02.10.08

Good news on food

Posted in Food at 4:22 pm by LeisureGuy

Offal is finally gaining some well deserved popularity:

In the 12th and 13th centuries, and surely beyond, when a butcher finished cutting up an animal, the less attractive pieces of meat and organs were left to “fall off” the butcher’s block. Thus, the term offal was born.

Until recently in this country, offal consumption was limited to ethnic venues, like the tongue you find at Jewish delis and the chicken feet in Chinatown. [Check out this great recipe for stock made from chicken feet. - LG] But butchers are finding those unusual parts in demand now. More and more in Boston, once-undesirable animal products are falling on to mainstream restaurant menus.

It all started with Lydia Shire, now at Locke-Ober, and soon to open Scampo in the Liberty Hotel. When she opened her eclectic restaurant Biba in 1989, many Bostonians hadn’t yet been introduced to offal in a fine dining setting. “It’s taken [the United States] a long time to catch up in the world with offal eating and I think they’re still behind,” says Shire, “so I just felt that someone in America, specifically Boston, should put on the menu something other than a stupid veal chop.”

Biba featured its own offal section, which changed seasonally. Duck testicles were cooked confit-style in goose fat, then poached, slowly braised in goose fat, and served with fava beans and garlic. A trip to Barcelona inspired a calf’s brain flan made with bone marrow that was flavored with sherry and capers. Shire originally hoped that offal would attract international clientele from the nearby Four Seasons Hotel. But her inventive innards won over the hearts of Bostonians as well.

Eastern Standard in Kenmore Square, which features “daily offal,” carries on the legacy on a slightly smaller scale. “Some days you run a chicken liver po’ boy, and that flew out the door,” chef Marco Suarez says. “And the other day you’re running beef heart salad, and that takes a little bit more of a sales pitch from the servers.”

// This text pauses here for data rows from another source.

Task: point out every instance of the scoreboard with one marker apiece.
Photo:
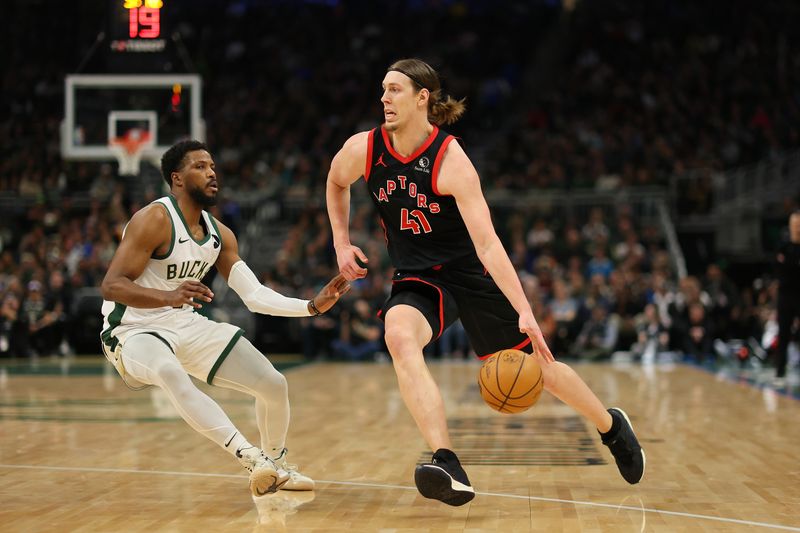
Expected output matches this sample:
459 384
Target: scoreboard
137 26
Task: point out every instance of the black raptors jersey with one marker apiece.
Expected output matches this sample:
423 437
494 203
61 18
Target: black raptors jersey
422 228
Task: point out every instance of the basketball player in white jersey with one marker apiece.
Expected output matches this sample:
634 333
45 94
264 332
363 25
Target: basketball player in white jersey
153 335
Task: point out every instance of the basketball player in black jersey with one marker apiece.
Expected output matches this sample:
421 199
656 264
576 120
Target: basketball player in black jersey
449 264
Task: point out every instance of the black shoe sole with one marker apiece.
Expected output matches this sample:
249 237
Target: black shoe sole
434 483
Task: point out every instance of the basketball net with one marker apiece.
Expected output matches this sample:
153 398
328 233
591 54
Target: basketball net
128 150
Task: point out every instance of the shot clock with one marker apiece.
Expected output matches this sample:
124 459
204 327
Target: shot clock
137 26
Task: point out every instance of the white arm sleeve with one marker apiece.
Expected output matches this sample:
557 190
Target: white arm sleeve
261 299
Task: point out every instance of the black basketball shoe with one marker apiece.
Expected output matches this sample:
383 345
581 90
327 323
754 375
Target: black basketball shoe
443 479
625 448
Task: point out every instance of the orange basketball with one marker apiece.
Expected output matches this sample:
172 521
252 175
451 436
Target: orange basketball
510 381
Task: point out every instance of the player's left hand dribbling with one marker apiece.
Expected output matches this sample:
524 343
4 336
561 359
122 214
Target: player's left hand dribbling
529 326
330 293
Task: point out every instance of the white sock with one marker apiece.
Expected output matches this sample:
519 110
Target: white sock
235 442
274 453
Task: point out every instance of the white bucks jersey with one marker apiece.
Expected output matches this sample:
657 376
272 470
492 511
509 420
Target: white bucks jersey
187 258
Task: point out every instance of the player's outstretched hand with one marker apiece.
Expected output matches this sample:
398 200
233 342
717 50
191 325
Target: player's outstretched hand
190 292
330 293
352 262
529 326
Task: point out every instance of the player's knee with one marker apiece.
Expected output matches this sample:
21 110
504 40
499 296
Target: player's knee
552 373
400 342
173 378
271 383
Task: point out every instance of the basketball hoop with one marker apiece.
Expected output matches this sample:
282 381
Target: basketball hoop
128 150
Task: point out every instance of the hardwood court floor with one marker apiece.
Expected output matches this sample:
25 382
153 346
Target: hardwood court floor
83 453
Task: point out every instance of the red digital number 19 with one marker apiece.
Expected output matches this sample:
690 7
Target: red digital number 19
144 22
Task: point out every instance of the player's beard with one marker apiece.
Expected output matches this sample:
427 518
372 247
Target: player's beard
203 199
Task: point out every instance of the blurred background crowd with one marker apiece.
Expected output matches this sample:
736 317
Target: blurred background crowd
579 115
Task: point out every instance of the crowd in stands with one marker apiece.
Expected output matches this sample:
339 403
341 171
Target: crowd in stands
650 92
644 93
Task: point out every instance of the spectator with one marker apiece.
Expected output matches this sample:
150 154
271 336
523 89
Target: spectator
698 336
652 336
13 336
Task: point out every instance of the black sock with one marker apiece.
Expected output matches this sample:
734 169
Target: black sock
615 425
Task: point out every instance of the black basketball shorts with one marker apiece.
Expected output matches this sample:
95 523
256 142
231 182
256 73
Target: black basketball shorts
461 289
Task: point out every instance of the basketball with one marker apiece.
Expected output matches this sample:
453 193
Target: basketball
510 381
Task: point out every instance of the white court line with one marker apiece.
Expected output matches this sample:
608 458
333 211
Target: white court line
402 487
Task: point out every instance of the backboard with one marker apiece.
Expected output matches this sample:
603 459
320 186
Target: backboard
101 108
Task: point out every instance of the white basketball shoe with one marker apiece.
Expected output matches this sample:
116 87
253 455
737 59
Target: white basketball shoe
265 476
297 481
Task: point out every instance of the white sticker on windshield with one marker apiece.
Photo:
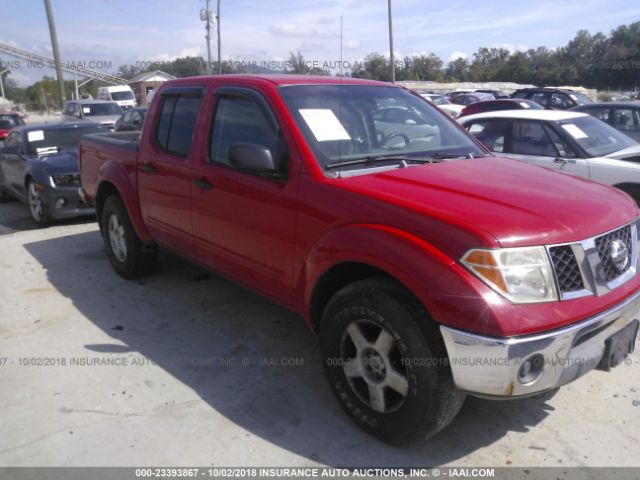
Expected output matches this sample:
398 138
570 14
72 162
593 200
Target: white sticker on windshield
324 124
35 135
574 131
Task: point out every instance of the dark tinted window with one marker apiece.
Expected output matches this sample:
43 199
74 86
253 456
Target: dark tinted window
239 120
176 123
530 138
183 124
492 133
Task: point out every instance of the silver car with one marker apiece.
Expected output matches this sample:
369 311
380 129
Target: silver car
98 111
569 142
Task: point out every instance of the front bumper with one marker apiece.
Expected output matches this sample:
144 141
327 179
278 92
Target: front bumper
65 202
490 366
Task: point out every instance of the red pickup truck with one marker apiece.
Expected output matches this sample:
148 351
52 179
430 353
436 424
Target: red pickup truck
430 268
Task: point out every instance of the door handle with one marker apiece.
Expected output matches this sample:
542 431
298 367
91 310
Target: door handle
148 168
203 184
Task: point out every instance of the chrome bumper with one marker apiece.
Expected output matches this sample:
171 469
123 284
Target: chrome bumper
491 367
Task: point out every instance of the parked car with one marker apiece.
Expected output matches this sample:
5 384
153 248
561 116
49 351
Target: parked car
39 167
411 259
497 94
624 117
9 120
469 98
553 98
443 103
131 120
98 111
570 142
121 94
495 105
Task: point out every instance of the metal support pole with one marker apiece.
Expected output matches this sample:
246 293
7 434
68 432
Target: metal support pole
218 28
393 64
56 51
208 27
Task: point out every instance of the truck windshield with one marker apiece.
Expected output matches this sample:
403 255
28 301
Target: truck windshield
350 122
55 139
597 138
97 109
122 95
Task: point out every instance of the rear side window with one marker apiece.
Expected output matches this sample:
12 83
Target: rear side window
176 124
239 120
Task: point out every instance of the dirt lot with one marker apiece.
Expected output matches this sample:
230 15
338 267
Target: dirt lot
185 368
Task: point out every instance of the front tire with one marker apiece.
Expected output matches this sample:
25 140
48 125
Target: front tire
129 257
387 374
37 206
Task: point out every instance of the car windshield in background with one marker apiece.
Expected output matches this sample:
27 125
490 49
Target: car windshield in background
55 139
98 109
10 121
122 95
352 122
580 98
597 138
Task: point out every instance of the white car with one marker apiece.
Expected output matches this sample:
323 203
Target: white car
443 103
569 142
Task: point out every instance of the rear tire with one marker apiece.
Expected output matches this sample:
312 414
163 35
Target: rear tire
129 257
388 374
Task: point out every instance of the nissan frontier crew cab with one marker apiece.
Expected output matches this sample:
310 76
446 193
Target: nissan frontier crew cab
430 268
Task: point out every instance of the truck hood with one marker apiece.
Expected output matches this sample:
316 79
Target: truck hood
497 199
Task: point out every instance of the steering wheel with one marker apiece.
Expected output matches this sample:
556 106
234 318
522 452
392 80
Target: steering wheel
385 140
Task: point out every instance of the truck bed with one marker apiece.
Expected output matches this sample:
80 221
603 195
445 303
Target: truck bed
98 149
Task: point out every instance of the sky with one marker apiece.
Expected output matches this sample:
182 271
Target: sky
110 33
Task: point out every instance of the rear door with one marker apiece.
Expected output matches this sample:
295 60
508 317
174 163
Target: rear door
244 222
165 168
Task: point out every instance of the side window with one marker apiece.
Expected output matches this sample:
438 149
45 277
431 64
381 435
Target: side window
239 120
562 101
491 133
601 113
626 119
564 148
530 138
176 124
541 98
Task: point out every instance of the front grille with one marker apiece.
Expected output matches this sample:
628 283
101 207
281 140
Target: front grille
567 269
609 268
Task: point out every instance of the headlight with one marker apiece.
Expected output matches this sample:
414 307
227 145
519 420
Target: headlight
522 275
66 180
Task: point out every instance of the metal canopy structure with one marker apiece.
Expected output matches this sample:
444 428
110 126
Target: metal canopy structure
37 59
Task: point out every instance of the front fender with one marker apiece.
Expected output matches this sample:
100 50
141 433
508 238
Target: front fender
113 173
447 290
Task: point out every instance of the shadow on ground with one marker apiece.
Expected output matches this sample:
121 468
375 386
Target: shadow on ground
182 317
15 217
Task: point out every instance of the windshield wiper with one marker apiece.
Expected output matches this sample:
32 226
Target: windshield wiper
382 158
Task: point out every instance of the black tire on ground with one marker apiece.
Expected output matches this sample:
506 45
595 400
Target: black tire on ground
38 208
128 255
400 397
4 196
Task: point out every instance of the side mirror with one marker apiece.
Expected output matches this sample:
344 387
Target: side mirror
252 158
9 150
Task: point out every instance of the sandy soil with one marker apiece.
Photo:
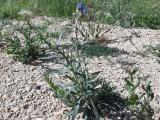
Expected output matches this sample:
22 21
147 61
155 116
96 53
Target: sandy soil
24 94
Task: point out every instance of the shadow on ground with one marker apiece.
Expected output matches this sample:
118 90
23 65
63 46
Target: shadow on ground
111 106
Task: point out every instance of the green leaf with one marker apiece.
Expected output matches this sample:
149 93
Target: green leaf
128 83
76 109
133 99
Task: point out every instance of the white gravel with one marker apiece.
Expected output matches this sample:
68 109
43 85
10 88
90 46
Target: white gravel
24 95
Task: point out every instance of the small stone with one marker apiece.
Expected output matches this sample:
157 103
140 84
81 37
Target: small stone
25 106
28 88
39 119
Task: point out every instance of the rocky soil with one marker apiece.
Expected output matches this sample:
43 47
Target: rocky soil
24 94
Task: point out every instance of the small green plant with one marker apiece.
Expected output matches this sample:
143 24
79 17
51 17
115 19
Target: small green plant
25 44
139 101
85 89
154 50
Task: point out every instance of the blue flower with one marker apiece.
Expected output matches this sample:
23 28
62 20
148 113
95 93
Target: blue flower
82 8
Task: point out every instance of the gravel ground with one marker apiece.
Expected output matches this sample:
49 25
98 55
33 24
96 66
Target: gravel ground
24 95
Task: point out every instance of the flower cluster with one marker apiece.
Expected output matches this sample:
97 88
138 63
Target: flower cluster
82 8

The chef is “playing with loose terminology,” he says, sometimes serving things like turtle meat stew or alligator as the daily offal. “[It's] not offal, per se, but not everybody eats it.”

Offal customer types vary, says Suarez. “You get the people that come in that specifically want the offal . . . whatever it is,” he says. Then there are the other chefs and cooks in town, who appreciate the lesser-known parts of the animal. “Before I started working here, I used to come in here for that type of thing.”

Some butcher shops cater to the curious home cook. Lionette’s Market in the South End has a standing order for a whole pig each Thursday. Customers in the know call ahead to reserve specific parts, owner James Lionette says, but no leftovers ever go to waste. Lionette mixes pork livers into ground pork and beef. “The flavors are phenomenal,” he says, “but people tend to get creeped out by the texture. When you mix it in with the ground meat, you don’t get the texture but you get the fabulous flavor.” Lionette also makes head cheese from the pig’s head and feet cooked down and turned into a pâté. The most popular byproduct of the pig is guanciale, a bacon-like Italian delicacy made with pork jowls, or cheeks. “We sell heaps and heaps of that,” he says.

“I could care less about trendiness,” he says, “but the sustainability aspect - that you’re using the whole animal - is what’s important to me. In this country we’re so wasteful.”

At KO Prime steakhouse in the Nine Zero Hotel, chef Jamie Bisonnette says, “I grew up loving liverwurst.” His love for offal materialized when he spent time in France, where a chef told him, “Anybody can cook a piece of fish, but not everybody can take a calf’s brain and make it [into] something that tastes delicious.”

The KO Prime menu offers oxtail marmalade, calf’s brains, beef hearts, tripe, even crispy veal sweetbreads “McNugget style.” Bisonnette is pleased with offal’s rising status. “If it becomes more popular in other restaurants, then it gives me more people to eat it,” he says.

And more places for other chefs to hang out.